Great question. The most recently abandoned book was The Grapes of Wrath. I got to about page 60 and put it down to start another book. It's not as though I hated it or anything; it was readable enough. It's just that I find Steinbeck so...cold, I guess. His books are depressing, but that's not a problem for me. It's just that his characters aren't ones that I feel connected with, and the stories themselves are so bleak. I've read East of Eden, and while it was a good book, it wasn't one that resonated with me. I read it and recognized that it was a good book, but then I put it on the shelf and didn't pick it up again.
Other books that have been abandoned due to "lack of connection": Anna Karenina and The Spy Who Came In From The Cold. I've also dropped Mrs. Dalloway. I didn't have any animosity, I just didn't care how it ended. I stopped reading it literally a few chapters from the end.
There were a few that I probably would've abandoned in high school if I had read them on my own, like:
-
Heart of Darkness- I consider myself a pretty proficient reader, but yikes, that was a tough one to get through. So boring.
-
Moby Dick- Here's the thing. The story itself is fantastic, and the writing is great. But by the end of the book there's about three chapters of pointlessness for every chapter of actual plot. I don't really care about harpoon types, or how to butcher a whale. If there had been more plot than filler, I would've liked it a lot.
There are a few that I may or may not have read on my own, like The Great Gatsby and Crime & Punishment. Gatsby seemed stupid to me (I was only 15, though, maybe now I would feel differently) but it was short and an easy read. C & P was a book that I enjoyed, but holy cow, was the protagonist whiny. [Spoiler alert!] He does his murderin' early in the book and then spends the rest of the time being mopey and getting brain fever or whatever. That's all well and good for awhile, but virtually the whole book is his kind of self-indulgent inner struggle.
From Booking Through Thursday:
What’s the worst typographical error you’ve ever found in (or on) a book?

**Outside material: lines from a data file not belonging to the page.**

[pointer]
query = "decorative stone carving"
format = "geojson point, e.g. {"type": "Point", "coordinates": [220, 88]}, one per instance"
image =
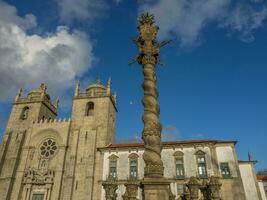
{"type": "Point", "coordinates": [48, 148]}
{"type": "Point", "coordinates": [38, 177]}
{"type": "Point", "coordinates": [148, 57]}
{"type": "Point", "coordinates": [110, 187]}
{"type": "Point", "coordinates": [214, 188]}
{"type": "Point", "coordinates": [204, 190]}
{"type": "Point", "coordinates": [193, 186]}
{"type": "Point", "coordinates": [171, 195]}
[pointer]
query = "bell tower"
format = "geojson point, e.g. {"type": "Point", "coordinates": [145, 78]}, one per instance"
{"type": "Point", "coordinates": [35, 106]}
{"type": "Point", "coordinates": [93, 126]}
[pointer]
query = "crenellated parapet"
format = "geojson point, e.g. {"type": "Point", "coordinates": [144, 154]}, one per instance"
{"type": "Point", "coordinates": [52, 121]}
{"type": "Point", "coordinates": [95, 90]}
{"type": "Point", "coordinates": [36, 96]}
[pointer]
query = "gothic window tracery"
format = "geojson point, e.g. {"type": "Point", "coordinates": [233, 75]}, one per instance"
{"type": "Point", "coordinates": [179, 164]}
{"type": "Point", "coordinates": [90, 109]}
{"type": "Point", "coordinates": [48, 148]}
{"type": "Point", "coordinates": [25, 113]}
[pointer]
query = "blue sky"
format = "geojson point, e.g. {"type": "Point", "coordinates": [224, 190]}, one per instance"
{"type": "Point", "coordinates": [212, 86]}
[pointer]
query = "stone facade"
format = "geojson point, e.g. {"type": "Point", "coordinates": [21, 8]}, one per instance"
{"type": "Point", "coordinates": [262, 181]}
{"type": "Point", "coordinates": [216, 153]}
{"type": "Point", "coordinates": [43, 157]}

Hm, that's a good question. In recent memory, there's been one with really egregious typos. It was a super cheap copy of Murder Must Advertise, part of the Wimsey series. There were typos kind of all over the place, and at one point it seemed like they had omitted an entire sentence. Either that, or there was a really abrupt and confusing "scene change".
It's so annoying to find typos in a book. To me, it's the equivalent of "breaking the fourth wall" of a play. I get taken out of the story in an abrupt and frustrating way.